You've found Father McKenzie. But are you really looking for Eleanor Rigby?

Tuesday, February 05, 2008

The Lord's Anointed

... Few [American] Catholics believe that a [Presidential] candidate is disqualified [solely] by being a Mormon. The reason is obvious: Catholics are accustomed to having heretics in the White House. Jews likewise are not offended that the president is not one of their own. This is and always has been a dominantly Protestant country. With the exception of JFK, who, sad to say, was not much of a Catholic, Catholics are accustomed to having presidents who are, in their view, religiously wrongheaded. Evangelicals, by way of contrast, are accustomed to thinking of America as a Christian nation, meaning a Protestant nation. For many who lack a fully developed ecclesiology, America is something very much like their church. You don't want a heretic as the head of your church...
- Fr Richard John Neuhaus, "Mitt Romney on Faith in America," First Things "On the Square" blog (Friday 7 December 2007)
And while we're on the topic of combining the offices of President of the United States and Free-Church-Protestant Pope...


Thousands of Baptists - black, white, theologically conservative, moderate, Republican and Democrat - opened on Wednesday a historic meeting that former president Jimmy Carter called "the most momentous event" of his religious life.

The gathering is billed as the broadest of its kind among Baptists across North America since they split over slavery in 1845. The cause is unity across racial, theological and political lines and an end to their internal divisions.

"For the first time in more than 160 years, we are convening a major gathering of Baptists throughout an entire continent, without any threat to our unity caused by differences of our race or politics or geography or the legalistic interpretation of Scripture," said Carter, 84, who spearheaded the new movement.

Up to 20,000 Baptists are expected to attend the three-day gathering, called the Celebration of a New Baptist Covenant, in Atlanta. Over 30 organizations representing 20 million Baptists are making the unity effort on the common platform of the gospel - salvation by grace through faith in Jesus Christ - and biblical mandates such as helping the poor.

It's an assembly that has never happened before, the Baptists emphasize... Carter, a longtime Bible teacher and a Baptist since he was a child, described animosity among Christians as "a cancer metastasizing in the body of Christ" and it's that divisive image of Christians that is prevailing today, he said...

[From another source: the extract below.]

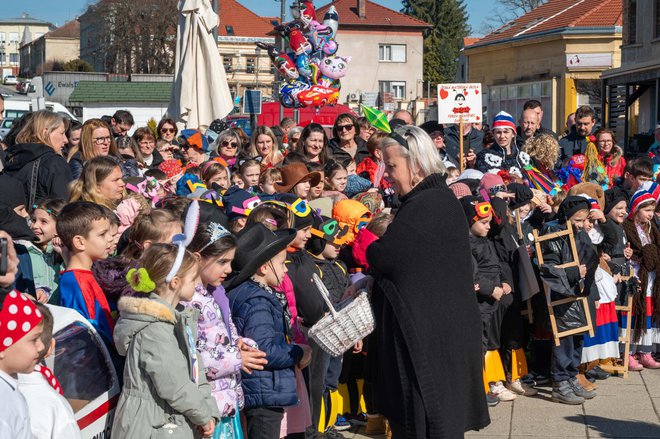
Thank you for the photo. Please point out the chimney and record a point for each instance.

Dispelling early rumors that the convocation may be a Democratic rally considering it takes place just ahead of primaries on Super Tuesday and involves former president Bill Clinton and former vice president Al Gore, Carter stressed to the media, "We are doing everything we can and have for the last two years to avoid any sort of racial division, philosophical division, theological division, geographical division or political division here at this assembly."

Also clarifying that they are not trying to exclude anyone, including the conservative Southern Baptist Convention (SBC), Carter said he and SBC President Frank Page exchanged positive letters recently and hopes they can work together.

Carter and many other Baptists had severed ties with the SBC after the conservative resurgence when conservatives took control of the denomination in the 1970s and 1980s. SBC remains the largest US Baptist and largest Protestant denomination in the country.

While SBC head Page and other top leaders from the conservative group are not participating in the Atlanta meeting this week over concerns of a possible political slant, pastors and lay members from Southern Baptist churches are attending, Carter affirmed.

- Lillian Kwon, "Carter Launches Bold Baptist Movement to End Factions," Christian Post (Thursday 31 January 2008)

UPDATE: Now Mr Carter has, in virtue of the office and appurtenant dignities irrefrageably annexed unto his very person, been exercising his Sixtus Sense.